Por outro lado, Mestre Ancião e Sócrates têm muitas semelhanças em seus posicionamentos. Ambos defendem a justiça como harmonia das partes da alma na cidade (ou seja, uma alma ordenada internamente para ser justo), bem como o cumprimento do papel de cada um na cidade. Além disso, o conceito defendido por eles se mostra transcendental como algo verdadeiro e absoluto. A injustiça, como Sócrates explicou, não pode vencer a justiça, pois a sua natureza gera desordenança.
A partir da análise destas obras, fica clara a importância da reflexão acerca do que é a justiça pois, em quaisquer sociedades humanas, há a possibilidade de o conceito de justiça se apresentar de forma deturpada, alterando diretamente o equilíbrio social.
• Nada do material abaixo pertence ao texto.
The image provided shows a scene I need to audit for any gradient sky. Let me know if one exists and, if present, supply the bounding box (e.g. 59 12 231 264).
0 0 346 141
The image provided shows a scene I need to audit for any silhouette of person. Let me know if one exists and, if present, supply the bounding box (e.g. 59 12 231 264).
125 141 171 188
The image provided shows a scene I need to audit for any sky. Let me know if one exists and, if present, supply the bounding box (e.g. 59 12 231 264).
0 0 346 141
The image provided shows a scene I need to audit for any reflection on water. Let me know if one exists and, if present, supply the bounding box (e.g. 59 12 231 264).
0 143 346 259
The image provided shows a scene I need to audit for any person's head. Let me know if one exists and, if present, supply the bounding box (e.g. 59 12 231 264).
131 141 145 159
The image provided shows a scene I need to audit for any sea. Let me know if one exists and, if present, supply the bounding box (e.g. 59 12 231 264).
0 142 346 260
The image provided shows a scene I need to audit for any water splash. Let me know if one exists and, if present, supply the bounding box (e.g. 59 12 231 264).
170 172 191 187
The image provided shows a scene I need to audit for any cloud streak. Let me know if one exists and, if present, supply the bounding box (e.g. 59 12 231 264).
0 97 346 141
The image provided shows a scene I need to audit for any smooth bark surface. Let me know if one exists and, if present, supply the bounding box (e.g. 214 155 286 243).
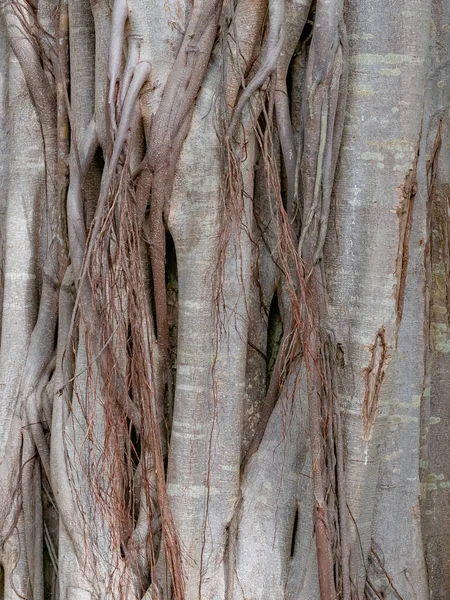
0 0 450 600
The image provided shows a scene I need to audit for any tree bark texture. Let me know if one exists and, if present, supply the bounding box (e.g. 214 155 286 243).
0 0 450 600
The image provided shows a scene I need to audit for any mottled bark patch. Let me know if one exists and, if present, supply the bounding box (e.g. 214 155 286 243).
362 327 388 441
395 147 419 338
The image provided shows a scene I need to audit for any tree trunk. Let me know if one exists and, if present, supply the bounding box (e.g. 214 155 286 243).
0 0 450 600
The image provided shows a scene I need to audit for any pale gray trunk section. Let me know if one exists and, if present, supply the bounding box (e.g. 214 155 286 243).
0 53 44 600
420 0 450 600
0 18 10 342
325 0 430 596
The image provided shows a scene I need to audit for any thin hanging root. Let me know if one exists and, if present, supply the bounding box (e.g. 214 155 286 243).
74 62 150 310
225 0 284 139
241 319 295 472
298 99 328 260
67 118 98 282
22 430 44 600
106 0 128 145
313 37 347 264
298 0 348 600
275 0 311 222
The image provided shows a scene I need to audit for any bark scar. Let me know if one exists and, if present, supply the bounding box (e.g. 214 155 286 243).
362 327 389 442
395 146 419 344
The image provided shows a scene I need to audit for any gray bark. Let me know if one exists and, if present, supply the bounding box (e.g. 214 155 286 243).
0 0 450 600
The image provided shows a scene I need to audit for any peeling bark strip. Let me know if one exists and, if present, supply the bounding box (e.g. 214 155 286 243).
362 327 388 442
395 145 419 337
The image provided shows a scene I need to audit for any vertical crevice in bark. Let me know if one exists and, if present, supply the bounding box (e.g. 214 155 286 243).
165 231 178 439
362 327 389 441
266 292 283 388
395 140 420 340
289 507 298 558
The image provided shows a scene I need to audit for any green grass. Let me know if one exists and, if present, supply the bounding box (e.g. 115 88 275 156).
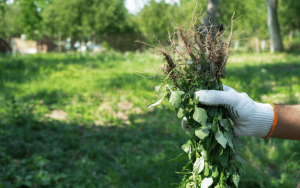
0 53 300 188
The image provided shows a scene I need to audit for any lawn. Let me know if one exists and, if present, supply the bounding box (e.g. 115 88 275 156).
0 52 300 188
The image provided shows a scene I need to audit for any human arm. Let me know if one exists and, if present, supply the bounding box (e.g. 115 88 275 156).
270 104 300 140
182 85 300 140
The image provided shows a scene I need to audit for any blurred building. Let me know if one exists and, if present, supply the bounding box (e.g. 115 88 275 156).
0 38 12 54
Apesar de o conceito na obra de Platão apresentar elaboração distinta à do anime, mais voltado para o público infantil, muitos elementos em comum podem ser observados. O intervalo de tempo entre as obras ultrapassa milênios. Todavia, a natureza humana continua a apresentar aspectos semelhantes e daí advém a importância dos clássicos. Tanto a filosofia quanto as obras artísticas podem fornecer elementos que podem ajudar a interpretar a realidade cotidiana bem como traçar direcionamentos para a vida prática.